Raul Leal |
Tem sido recentemente referida, na blogosfera e em alguma imprensa, a publicação da Correspondência, trocada no período 1957/1960, entre Jorge de Sena e Raul Leal, editada por iniciativa dessa Senhora, incansável divulgadora da obra do falecido marido, e que tenho o prazer e a honra de conhecer pessoalmente, que é Mécia de Sena.
Não pretendo falar agora de Jorge de Sena, figura maior das nossas letras e o mais notável intelectual português da segunda metade do século XX.
Mas apraz-me escrever algumas linhas sobre Raul Leal, que nasceu em Lisboa em 1 de Setembro de 1886 e nesta cidade morreu em 18 de Agosto de 1964. Formado em Direito pela Universidade de Coimbra, foi colaborador das revistas Orpheu e Portugal Futurista. Em 1923, a editora Olisipo, de Fernando Pessoa, dá à estampa a sua obra Sodoma Divinizada, que iria contribuir para o avolumar do "escândalo" iniciado com a publicação, em 1922 e também pela editora de Fernando Pessoa, da 2ª edição das Canções, de António Botto (a lª edição saíra em 1920). Estala a polémica com o artigo de Álvaro Maia na revista Contemporânea: "O Sr. Fernando Pessoa e o ideal estético em Portugal", a propósito da obra de Pessoa, António Botto e o Ideal Estético em Portugal. Aliás , um bando de estudantes, pretensamente moralistas, encabeçados pelo futuro ministro e embaixador Pedro Teotónio Pereira, manifestara-se já contra aquilo a que chamavam "literatura de Sodoma". Em Março de 1923, em plena Primeira República, o governador civil de Lisboa mandou apreender e queimar os exemplares das Canções, de Botto, de Sodoma Divinizada, de Raul Leal e ainda o livro de poemas (alegadamente lésbicos) Decadência, de Judith Teixeira. As repúblicas "democráticas" em Portugal tiveram sempre uma exagerada preocupação com a chamada "moral pública", nada ficando a dever, nessa matéria, ao Estado Novo. Era preciso garantir, como escreve Jorge de Sena na última carta (24/12/60) enviada a Raul Leal, a "chamada paz das famílias".
A edição original de Sodoma Divinizada, encontra-se esgotada há décadas, e só muito dificilmente, e a peso de ouro, se conseguirá encontrar um exemplar em algum privilegiado alfarrabista. Mas a editora Hiena publicou uma reedição, em 1989, organizada por Aníbal Fernandes, donde consta não só o texto do ensaio, mas a biografia de Raul Leal, todas as peças da polémica e a cronologia dos factos, material do maior interesse social, político e literário mas impossível de referir neste post.
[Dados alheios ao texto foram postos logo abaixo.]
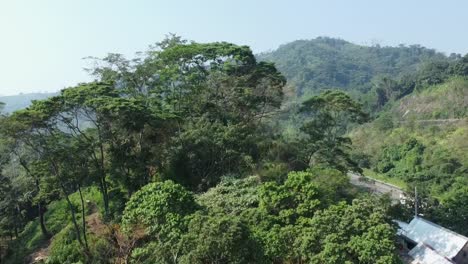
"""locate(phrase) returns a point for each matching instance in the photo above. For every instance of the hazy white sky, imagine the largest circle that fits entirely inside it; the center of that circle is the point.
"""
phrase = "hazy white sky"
(42, 42)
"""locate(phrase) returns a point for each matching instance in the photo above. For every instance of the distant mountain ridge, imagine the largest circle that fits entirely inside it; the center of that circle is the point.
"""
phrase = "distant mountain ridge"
(21, 101)
(329, 63)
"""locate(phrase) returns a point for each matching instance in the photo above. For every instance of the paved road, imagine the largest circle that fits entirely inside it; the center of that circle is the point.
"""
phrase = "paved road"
(377, 186)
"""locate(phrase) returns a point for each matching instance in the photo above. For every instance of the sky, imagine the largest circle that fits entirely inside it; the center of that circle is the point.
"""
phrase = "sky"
(43, 42)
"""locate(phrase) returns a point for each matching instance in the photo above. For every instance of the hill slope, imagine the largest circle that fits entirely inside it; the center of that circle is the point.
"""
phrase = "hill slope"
(20, 101)
(421, 140)
(324, 63)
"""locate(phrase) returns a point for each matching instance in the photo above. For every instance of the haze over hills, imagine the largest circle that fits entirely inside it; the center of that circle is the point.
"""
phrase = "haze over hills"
(330, 63)
(208, 150)
(311, 66)
(20, 101)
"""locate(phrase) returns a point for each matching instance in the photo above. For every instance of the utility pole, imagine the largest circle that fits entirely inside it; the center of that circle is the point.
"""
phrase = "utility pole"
(415, 202)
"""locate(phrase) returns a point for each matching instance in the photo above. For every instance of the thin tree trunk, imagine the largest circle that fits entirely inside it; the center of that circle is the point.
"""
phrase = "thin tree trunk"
(83, 217)
(40, 207)
(41, 210)
(72, 210)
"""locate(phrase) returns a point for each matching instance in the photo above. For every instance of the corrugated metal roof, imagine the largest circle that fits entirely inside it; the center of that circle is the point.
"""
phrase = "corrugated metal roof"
(445, 242)
(424, 255)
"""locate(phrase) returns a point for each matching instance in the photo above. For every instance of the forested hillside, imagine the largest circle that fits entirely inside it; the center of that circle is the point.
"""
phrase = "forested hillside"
(312, 66)
(198, 153)
(175, 158)
(421, 140)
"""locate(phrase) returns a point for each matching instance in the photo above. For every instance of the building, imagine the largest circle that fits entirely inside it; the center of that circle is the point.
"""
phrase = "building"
(429, 243)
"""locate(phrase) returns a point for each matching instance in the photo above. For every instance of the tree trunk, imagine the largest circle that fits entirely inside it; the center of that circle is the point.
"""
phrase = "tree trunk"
(83, 217)
(41, 210)
(72, 210)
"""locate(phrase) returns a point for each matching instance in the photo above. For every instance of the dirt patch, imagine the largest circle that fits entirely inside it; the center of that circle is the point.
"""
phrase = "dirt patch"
(41, 255)
(96, 225)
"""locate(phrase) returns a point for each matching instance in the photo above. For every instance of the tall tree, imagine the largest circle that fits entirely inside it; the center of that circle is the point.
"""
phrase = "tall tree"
(330, 114)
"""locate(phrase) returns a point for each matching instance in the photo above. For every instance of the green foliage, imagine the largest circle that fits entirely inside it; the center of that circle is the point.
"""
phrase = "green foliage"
(331, 113)
(158, 208)
(231, 196)
(219, 239)
(323, 63)
(65, 248)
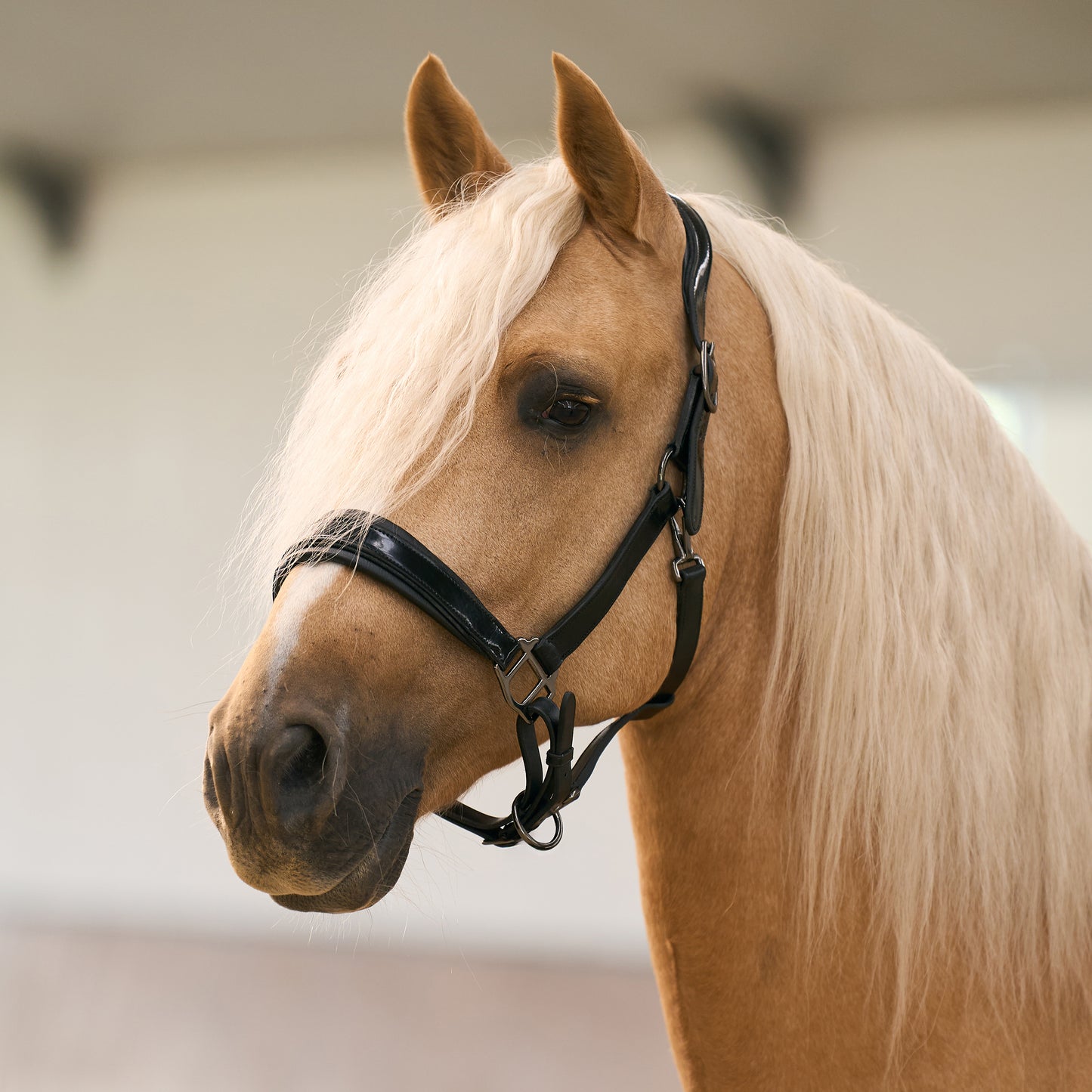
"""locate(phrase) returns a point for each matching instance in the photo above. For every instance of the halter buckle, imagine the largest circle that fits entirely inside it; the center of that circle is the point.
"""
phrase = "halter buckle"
(709, 376)
(546, 684)
(684, 551)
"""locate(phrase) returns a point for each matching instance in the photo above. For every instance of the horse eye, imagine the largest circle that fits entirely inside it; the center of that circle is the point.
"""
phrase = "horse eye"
(569, 413)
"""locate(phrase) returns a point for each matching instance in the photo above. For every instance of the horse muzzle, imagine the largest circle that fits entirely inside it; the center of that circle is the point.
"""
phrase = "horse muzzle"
(316, 814)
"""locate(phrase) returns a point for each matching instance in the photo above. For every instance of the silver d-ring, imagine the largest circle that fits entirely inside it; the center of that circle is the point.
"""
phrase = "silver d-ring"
(531, 840)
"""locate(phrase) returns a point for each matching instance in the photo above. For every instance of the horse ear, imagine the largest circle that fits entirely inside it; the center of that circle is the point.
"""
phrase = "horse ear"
(620, 186)
(451, 154)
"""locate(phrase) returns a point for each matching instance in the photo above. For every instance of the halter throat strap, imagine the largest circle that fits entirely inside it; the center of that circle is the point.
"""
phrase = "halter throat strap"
(373, 545)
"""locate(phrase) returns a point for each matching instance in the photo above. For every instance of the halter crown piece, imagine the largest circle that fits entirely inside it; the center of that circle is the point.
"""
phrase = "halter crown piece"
(393, 557)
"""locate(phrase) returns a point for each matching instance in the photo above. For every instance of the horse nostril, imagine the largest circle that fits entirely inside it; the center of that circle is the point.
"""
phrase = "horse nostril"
(305, 760)
(297, 779)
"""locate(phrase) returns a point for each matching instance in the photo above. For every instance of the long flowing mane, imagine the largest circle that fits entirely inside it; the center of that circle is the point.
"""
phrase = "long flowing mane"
(934, 642)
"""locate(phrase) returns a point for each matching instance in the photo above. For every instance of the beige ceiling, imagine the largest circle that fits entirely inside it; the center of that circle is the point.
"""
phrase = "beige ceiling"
(115, 76)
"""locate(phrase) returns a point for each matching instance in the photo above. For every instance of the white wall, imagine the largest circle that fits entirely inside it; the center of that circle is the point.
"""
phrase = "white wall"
(142, 378)
(974, 224)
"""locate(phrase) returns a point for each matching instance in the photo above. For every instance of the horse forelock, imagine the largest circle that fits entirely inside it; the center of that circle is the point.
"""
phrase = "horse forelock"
(397, 389)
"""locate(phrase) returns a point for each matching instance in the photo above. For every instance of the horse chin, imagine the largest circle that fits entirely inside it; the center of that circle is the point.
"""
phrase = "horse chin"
(373, 876)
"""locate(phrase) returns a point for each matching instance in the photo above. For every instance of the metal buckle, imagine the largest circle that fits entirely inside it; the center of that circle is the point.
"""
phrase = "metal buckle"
(546, 682)
(709, 382)
(684, 551)
(527, 838)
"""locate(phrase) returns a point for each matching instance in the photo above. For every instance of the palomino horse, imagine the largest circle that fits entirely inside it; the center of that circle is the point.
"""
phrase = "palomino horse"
(865, 824)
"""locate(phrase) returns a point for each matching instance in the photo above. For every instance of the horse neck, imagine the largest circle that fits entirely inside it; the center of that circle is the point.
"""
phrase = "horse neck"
(708, 805)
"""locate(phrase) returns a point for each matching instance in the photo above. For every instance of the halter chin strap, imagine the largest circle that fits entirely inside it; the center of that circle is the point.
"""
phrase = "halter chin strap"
(395, 558)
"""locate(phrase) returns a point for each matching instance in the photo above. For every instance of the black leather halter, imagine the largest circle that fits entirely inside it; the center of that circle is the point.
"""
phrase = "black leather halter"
(395, 558)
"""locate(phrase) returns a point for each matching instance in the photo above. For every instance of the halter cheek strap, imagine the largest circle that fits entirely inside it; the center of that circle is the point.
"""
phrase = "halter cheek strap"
(395, 558)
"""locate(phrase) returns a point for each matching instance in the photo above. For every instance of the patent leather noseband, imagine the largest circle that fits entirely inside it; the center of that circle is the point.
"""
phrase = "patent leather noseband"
(372, 545)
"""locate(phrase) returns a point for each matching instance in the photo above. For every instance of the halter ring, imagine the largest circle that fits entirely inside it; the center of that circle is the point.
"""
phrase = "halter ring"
(529, 839)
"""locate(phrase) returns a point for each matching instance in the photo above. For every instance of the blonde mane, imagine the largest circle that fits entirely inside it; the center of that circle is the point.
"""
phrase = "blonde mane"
(397, 390)
(934, 641)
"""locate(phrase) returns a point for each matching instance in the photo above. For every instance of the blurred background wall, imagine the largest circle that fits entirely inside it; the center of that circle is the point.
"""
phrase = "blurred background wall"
(189, 196)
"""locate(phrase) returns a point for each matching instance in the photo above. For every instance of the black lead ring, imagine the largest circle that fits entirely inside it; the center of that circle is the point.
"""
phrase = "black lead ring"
(529, 839)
Parece que, estando também esgotada esta reedição, foi efectuada recentemente uma nova publicação do texto, mas, neste momento, não disponho de confirmação.
2 comentários:
Para quando uma edição da Obra Completa de Raul Leal?
As últimas obras,ao que consta esotèrico-desvairadas,talvez não tenham o interesse das primeiras,nomeadamente a "Sodoma". Quanto ao desaparecimento da nova edição,não é de surpreender,pois na grande argúcia dos nossos editores,é comum realizarem minúsculas edições, no pressuposto do analfabetismo generalizado, que se esgotam ràpidamente, dada a imbecilidade das previsões,e não se lembram de reeditar,quando os responsáveis não desaparecem do mundo da edição,em muitos casos com total justiça. Mas se o Raul Leal já entrou no domínio público,porque ninguem mais se propõe editá-lo,preferindo obscuros charlatães? Tudo sinais de um país que não tem emenda desde finais do século XVIII.